You were close when you asked if the operation is atomic. It is, but your problem is that it's not sufficiently isolated from other statements that run.

You might ask yourself why this occurs. The answer is scalability. Operations that aren't as isolated don't require the level of locks as those that are more isolated. By being "looser" with the locks, you cut the lock contention on the system and the system becomes more scalable.

When you increase your transaction isolation level to REPEATABLE READ, the database server automatically puts the proper locks on objects to ensure that no other transaction can change what your transaction reads while it's reading it. By putting the UPDLOCK hint on the table, you have essentially manually increased the isolation level of your transaction.

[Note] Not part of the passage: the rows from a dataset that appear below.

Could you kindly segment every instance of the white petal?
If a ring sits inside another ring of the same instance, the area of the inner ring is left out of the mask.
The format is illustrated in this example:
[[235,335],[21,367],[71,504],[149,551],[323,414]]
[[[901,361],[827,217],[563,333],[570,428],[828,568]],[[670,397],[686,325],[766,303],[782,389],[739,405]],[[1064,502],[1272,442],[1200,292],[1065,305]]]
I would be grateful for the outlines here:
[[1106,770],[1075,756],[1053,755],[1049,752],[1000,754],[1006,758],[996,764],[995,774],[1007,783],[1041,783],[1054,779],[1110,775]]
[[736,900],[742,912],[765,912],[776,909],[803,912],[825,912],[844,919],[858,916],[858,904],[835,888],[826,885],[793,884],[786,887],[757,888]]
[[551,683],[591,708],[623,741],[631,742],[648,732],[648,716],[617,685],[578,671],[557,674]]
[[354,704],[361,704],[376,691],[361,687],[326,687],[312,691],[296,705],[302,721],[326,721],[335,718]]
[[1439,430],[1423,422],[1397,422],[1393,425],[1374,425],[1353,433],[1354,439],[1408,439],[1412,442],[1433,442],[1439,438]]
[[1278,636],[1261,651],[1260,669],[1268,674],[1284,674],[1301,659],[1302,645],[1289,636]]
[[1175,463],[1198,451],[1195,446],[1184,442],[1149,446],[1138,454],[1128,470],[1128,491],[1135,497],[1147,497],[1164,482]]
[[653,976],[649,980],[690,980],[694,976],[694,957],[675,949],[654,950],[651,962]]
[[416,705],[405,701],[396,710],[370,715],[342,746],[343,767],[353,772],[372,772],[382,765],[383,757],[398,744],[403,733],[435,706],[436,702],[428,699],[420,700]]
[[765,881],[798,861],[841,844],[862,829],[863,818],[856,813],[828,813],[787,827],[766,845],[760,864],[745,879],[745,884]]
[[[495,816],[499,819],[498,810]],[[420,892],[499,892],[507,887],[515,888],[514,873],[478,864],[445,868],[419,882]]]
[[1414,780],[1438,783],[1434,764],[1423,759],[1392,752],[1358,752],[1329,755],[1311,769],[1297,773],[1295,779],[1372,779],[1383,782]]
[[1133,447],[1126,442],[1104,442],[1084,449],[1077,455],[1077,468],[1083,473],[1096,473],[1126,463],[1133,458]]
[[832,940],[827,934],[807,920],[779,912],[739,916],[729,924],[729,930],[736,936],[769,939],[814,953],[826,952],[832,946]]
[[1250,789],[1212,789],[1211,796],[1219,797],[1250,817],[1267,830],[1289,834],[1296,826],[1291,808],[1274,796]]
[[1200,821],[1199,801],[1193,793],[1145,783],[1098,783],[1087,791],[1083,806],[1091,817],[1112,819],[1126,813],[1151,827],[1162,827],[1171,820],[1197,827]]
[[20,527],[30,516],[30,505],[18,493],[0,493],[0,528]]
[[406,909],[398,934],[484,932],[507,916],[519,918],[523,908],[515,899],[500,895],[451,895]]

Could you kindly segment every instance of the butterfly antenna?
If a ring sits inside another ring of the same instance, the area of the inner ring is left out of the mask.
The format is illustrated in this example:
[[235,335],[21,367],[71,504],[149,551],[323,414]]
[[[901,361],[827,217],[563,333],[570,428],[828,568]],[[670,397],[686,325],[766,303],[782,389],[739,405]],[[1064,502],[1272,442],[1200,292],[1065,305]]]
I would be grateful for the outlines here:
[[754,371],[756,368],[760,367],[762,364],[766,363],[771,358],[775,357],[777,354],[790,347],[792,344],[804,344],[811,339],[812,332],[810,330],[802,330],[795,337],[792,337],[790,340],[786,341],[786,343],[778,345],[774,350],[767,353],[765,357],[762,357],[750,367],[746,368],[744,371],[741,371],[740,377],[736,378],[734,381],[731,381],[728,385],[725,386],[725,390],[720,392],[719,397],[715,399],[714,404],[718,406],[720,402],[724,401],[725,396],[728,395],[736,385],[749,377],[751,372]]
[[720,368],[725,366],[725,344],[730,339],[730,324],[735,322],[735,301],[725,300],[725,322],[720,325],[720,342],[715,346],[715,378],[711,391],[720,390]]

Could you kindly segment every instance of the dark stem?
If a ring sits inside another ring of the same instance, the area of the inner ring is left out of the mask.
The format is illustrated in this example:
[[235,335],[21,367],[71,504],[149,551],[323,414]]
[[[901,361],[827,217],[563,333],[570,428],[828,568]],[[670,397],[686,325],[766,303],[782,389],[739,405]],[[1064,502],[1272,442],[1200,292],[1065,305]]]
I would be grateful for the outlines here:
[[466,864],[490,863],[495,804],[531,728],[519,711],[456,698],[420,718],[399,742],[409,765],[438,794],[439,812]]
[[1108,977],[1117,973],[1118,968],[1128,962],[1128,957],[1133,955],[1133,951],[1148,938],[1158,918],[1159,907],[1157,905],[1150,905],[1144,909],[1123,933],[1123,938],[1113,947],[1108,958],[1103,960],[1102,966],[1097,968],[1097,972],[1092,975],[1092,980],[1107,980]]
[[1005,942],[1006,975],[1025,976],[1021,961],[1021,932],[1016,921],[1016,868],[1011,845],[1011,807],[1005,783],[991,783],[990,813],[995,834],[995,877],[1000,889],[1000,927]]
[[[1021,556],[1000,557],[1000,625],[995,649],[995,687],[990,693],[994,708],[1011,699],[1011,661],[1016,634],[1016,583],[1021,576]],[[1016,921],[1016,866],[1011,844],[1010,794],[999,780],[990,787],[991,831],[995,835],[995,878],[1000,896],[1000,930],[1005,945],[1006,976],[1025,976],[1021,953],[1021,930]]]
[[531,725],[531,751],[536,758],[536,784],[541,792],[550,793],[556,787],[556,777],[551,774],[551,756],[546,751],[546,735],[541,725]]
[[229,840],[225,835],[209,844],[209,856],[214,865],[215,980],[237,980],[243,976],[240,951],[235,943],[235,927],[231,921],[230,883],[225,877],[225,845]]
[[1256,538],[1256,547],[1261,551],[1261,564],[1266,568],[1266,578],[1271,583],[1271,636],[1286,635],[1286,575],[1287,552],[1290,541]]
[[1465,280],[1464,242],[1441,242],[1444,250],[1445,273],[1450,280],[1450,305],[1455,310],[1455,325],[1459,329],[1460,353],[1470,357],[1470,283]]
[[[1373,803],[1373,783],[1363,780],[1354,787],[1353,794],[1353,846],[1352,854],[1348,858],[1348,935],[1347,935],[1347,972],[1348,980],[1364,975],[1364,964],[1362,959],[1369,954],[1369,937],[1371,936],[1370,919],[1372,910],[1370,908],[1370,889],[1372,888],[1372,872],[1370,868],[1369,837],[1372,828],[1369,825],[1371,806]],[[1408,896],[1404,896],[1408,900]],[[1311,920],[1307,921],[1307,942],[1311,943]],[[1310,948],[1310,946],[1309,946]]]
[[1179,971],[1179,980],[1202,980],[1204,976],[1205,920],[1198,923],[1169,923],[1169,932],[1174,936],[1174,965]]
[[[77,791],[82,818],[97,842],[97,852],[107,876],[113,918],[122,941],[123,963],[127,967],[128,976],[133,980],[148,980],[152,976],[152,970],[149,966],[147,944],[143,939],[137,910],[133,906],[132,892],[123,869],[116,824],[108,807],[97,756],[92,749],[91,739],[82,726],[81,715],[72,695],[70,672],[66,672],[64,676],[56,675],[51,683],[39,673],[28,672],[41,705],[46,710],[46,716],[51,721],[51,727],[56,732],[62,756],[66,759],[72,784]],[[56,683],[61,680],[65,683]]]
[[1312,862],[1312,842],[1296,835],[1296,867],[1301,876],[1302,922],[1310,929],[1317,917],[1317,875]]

I hope this clears up a bit of conceptual stuff. Oh, and one more thing. If you're using connection pooling, make sure to set the transaction isolation level back to READ COMMITTED (which is usually the default) at the end of your statement, or future statements executed against that pooled connection may also run in the higher isolation level, which could cause your system to scale poorly.

(also see gbn's answer, which has the benefit of using less locks, but for your specific situation should be adequate)

Dave Markle
Thanks - I take your point about locking hints being smelly. I'll definately just use your suggestion for the general case, but I think I'm gonna go with gbn's more direct approach in this particular case.
Adam